How can you get started? 

I’m incredibly excited and optimistic about what schools can do for kids — everywhere, in every type of community — when they begin to see mental health as a core priority. This can’t be about quick, dirty and cheap. Don’t just go to Valor, start a circle at your school, and check this off the list. It’s a fundamental shift, not just an intervention or added class. And we have seen partners do this.

Different leaders have taken different approaches, like our colleagues at Valor Collegiate academies, who use the Compass model with students and adults, and our colleagues at Van Ness Elementary school in Washington DC, which has incorporated a deep study of the science of human development with book clubs, a partnership with transcend and a focus on conscious discipline.

Whether you are designing a school, improving an existing school or transforming a system, you need conviction, collaboration and creativity.

Conviction This starts with a mindset shift that has to permeate your school or district/charter management organization. Perhaps you are there but is there conviction that this matters from the classroom to the board?

Across all of our partners who have successfully integrated whole child practice, there isn’t one who didn’t start with their adults – and that includes a shared commitment to truly prioritizing this, capacity building through key partnerships and attending the mental health and wellbeing of the adults themselves. 

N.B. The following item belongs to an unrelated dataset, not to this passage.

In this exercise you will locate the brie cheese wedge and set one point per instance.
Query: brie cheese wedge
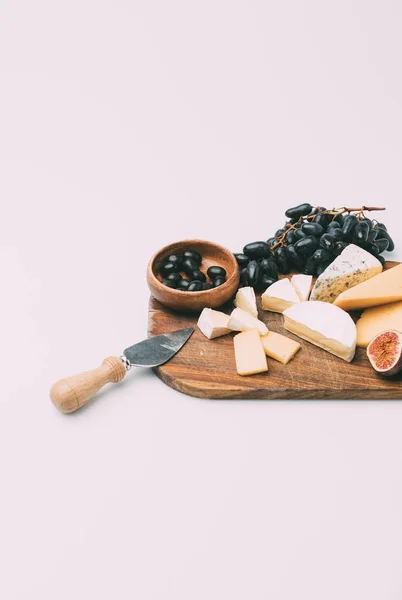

Collaboration What does your reinvented partnership look like? If you lead a school, a school system, or you support schools in some way, and are ready to head down this road, set a different table of authentic partnership — if you’re a district team, this is your priority. You have to go back and think beyond one-off partnership with these areas of expertise — these areas of expertise have active seats at the table.

Creativity Clearly, this important work cannot be done without resources behind it and that requires creative pursuit of additional resources and creative use of current resources. We are seeing funds routed toward mental health through grants programs at the Federal level and increasingly at the state level. And partners like Van Ness in DC and other schools we have learned from use their social workers, school psychologists and even nurses in intentional and strategic ways not just to intervene with a small set of students, but to impact the way relationships are support and instruction is designed and delivered across the community.

In the end, over 20 years in this work leaves me humble about the scale of the challenge, how far we have to go before we can say we’re meeting most of the needs of the majority of our kids— and yet, optimistic, because the hunger for education to be more grounded in a holistic approach is so great among students, parents and teachers.

Thank you for what you do and we look forward to continuing to partner with you to do this important work that reinforces why so many of us came into the field of education: to connect to and support the healthy development and success of children.